Column: Snyder's motives in repealing motorcycle helmet law questionable
Governor Rick Snyder let his "dog years” get ahead of him when he repealed the motorcycle helmet law. I fully expect that after he leaves office, if not before, he will wish he had a do-over on this decision.
It is clear wearing a helmet while riding a motorcycle prevents serious injuries and saves lives.
It is interesting to note that Gov. Snyder picked a haunting day, Friday, April 13, to sign the bill allowing motorcycle riders to cruise with their locks flowing freely. It may be a day that will come to haunt him.
I love freedom as much as the next person, and feel the government can involve itself in too many aspects of our lives, but believe it is sensible and reasonable for the government to protect people from spattering their brains along the public byways.
I remember resenting mandatory seat belt usage when that law passed. Yet clearly, it is sensible and good public policy that has prevented countless serious injuries and deaths.
Did the governor gladly sign the helmet repeal law today for another vote on a controversial piece of legislation tomorrow? Would the governor be so crass as to play, “let's make a deal,” a good old-fashioned political horse trade?
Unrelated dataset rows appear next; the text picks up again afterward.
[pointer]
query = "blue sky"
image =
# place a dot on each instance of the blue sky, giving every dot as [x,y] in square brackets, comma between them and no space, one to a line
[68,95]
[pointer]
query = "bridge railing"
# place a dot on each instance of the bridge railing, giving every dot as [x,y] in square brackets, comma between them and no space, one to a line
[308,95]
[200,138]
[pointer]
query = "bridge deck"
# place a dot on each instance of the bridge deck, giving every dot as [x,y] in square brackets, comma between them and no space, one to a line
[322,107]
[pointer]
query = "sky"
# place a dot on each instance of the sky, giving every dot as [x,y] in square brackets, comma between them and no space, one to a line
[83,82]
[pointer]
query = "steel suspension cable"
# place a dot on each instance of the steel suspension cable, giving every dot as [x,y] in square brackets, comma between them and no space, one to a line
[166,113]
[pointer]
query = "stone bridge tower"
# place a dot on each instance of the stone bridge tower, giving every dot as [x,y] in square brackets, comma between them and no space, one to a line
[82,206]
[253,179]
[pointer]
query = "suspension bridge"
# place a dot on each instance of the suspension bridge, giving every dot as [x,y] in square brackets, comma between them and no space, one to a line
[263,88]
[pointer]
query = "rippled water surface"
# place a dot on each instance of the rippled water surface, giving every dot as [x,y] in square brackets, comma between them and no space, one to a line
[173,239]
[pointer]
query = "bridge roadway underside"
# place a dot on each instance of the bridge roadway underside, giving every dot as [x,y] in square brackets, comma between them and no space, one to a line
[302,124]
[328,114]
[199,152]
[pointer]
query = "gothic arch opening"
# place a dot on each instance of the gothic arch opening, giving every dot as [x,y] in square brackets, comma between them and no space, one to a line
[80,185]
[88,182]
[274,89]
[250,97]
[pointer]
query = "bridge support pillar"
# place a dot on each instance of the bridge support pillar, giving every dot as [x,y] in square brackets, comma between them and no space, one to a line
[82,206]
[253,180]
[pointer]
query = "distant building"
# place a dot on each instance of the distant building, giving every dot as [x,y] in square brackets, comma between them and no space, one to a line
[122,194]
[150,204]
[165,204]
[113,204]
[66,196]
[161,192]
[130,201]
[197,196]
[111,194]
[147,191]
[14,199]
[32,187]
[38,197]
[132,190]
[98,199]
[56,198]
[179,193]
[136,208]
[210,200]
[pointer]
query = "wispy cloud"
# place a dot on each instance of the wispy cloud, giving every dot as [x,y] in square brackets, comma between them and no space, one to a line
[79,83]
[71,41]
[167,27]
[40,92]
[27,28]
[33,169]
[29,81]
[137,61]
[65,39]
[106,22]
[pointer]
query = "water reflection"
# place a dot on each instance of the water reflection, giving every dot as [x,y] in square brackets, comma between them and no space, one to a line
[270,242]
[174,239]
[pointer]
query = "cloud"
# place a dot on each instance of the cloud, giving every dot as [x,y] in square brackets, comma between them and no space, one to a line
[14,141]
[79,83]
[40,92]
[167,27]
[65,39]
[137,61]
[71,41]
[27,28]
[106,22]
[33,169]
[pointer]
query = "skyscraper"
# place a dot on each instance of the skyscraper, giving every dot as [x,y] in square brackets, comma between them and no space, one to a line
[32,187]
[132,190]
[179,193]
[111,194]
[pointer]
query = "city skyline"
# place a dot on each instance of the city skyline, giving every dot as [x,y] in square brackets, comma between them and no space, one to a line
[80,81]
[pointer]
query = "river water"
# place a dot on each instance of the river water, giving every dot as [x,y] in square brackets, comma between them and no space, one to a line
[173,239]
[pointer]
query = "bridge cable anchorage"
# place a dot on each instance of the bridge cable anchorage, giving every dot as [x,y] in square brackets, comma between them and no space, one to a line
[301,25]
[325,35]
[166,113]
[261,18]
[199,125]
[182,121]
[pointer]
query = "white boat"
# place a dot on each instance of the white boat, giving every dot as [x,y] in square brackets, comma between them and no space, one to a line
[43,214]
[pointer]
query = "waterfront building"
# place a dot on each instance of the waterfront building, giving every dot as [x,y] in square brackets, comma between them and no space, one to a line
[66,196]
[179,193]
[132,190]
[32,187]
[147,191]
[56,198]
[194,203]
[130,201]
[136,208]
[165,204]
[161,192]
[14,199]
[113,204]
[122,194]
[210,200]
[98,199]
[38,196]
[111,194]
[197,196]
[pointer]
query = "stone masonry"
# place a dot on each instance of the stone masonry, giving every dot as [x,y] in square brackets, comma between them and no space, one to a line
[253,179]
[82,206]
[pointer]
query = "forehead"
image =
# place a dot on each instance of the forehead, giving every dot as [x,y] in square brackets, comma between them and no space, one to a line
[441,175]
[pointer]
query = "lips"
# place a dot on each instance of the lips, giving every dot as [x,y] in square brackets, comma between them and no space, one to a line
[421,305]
Would he? Certainly he would not be the first politician to trade good politics for bad public policy. But clearly, the signing of this bill might make a reasonable person question his motives.
With three months of data under our belts since Gov. Snyder signed the helmet repeal law the trend line does not look good. According to a new MLive Media Group analysis a higher percentage of motorcycle riders involved in Michigan crashes are not wearing helmets, and they are suffering a higher rate of serious and fatal injuries than those who do.
The longtime sensible voice of AAAÂ¹s Nancy Cain fears the “Lack of a helmet law will ultimately drive up deaths and serious injuries on Michigan roadways.”
The government has a responsibility to protect us, even from ourselves.
The governor claims to be driven by metrics and data. He has a dashboard to keep track of how the state is doing on benchmarks of performance. As the data is bearing out, signing this legislation was a bad bet.
Scott Shoup, a motorcycle enthusiast and board member of the SMARTER rider-responsiblity group (www.smarter-usa.org), said he continues to wear a full-faced helmet for safety and calls for the reinstatement of Michigan's helmet law.
Shoup is not surprised by the latest injury and death statistics. He and his organization predicted it. They testify to the Michigan legislature that the repeal of the helmet law will result in an increase of deaths, injuries and monetary and non-monetary quality-of-life costs.
The research is undeniable, overwhelming, clear and easy to find: helmets help prevent injury and death.
On some issues, just because you have the power does not mean you have to use it.
This new law is going to cost people their lives and families a lifetime of grief. Sadly, as we are witnessing — it is just a matter of time.
Injury and death statistics will be the measure to determine just how bad the decision to repeal the motorcycle helmet law truly is. The data is deadly.